The runtime, however, stays nearly the same.
Obviously one of the measurements must be wrong. That means you have to do more and better measurements.
First I suggest starting with another easy tool: the time command. This should get you a rough idea where your time is spend.
If the results are still not conclusive you need a better testcase:
Use a larger problem
Do a warmup before measuring. Do some loops and start any measurement afterwards (in the same process).
Tiristan: It's all in user. What I'm doing is pretty simple, I think... Does the fact that the file is open the whole time mean anything?

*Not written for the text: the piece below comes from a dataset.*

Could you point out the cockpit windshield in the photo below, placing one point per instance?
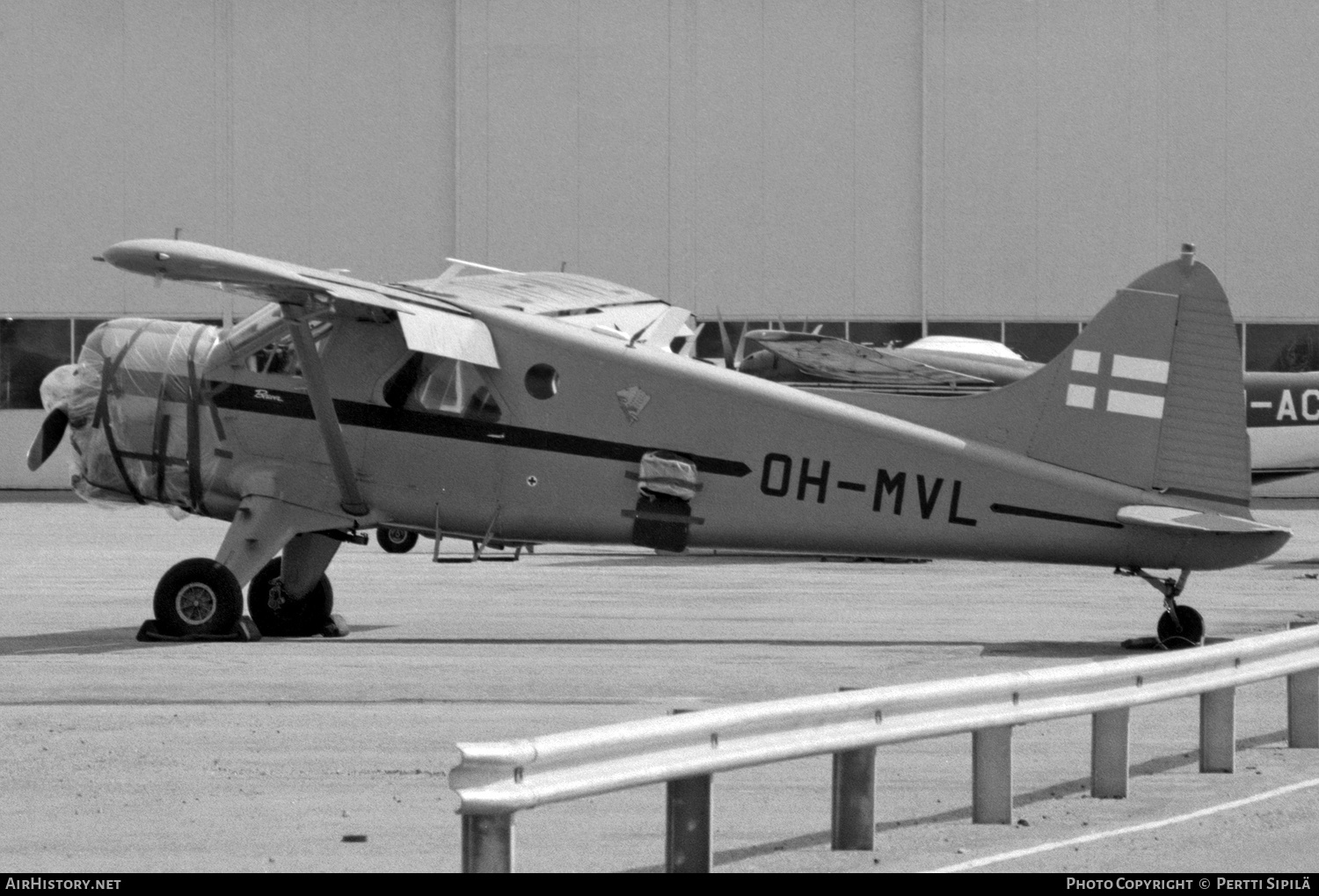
(441, 385)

That means the profiler is wrong.
Printing 100000 lines to the console using python results in something like:
for i in xrange(100000):
print i
To console:
time python print.py
[...]
real 0m2.370s
user 0m0.156s
sys 0m0.232s
Versus:
time python test.py > /dev/null
real 0m0.133s
user 0m0.116s
sys 0m0.008s
My point is:
Your internal measurements and time show you do not gain anything from disabling output. Google Perf Tools says you should. Who's wrong?
_write$UNIX2003 is probably referring to the write POSIX system call, which outputs to the terminal. I/O is very slow compared to almost anything else, so it makes sense that your program is spending a lot of time there if you are writing a fair bit of output.
I'm not sure why your program wouldn't speed up when you remove the output, but I can't really make a guess on only the information you've given. It would be nice to see some of the code, or even the perftools output when the cout statement is removed.
Google perftools collects samples of the call stack, so what you need is to get some visibility into those.
According to the doc, you can display the call graph at statement or address granularity. That should tell you what you need to know.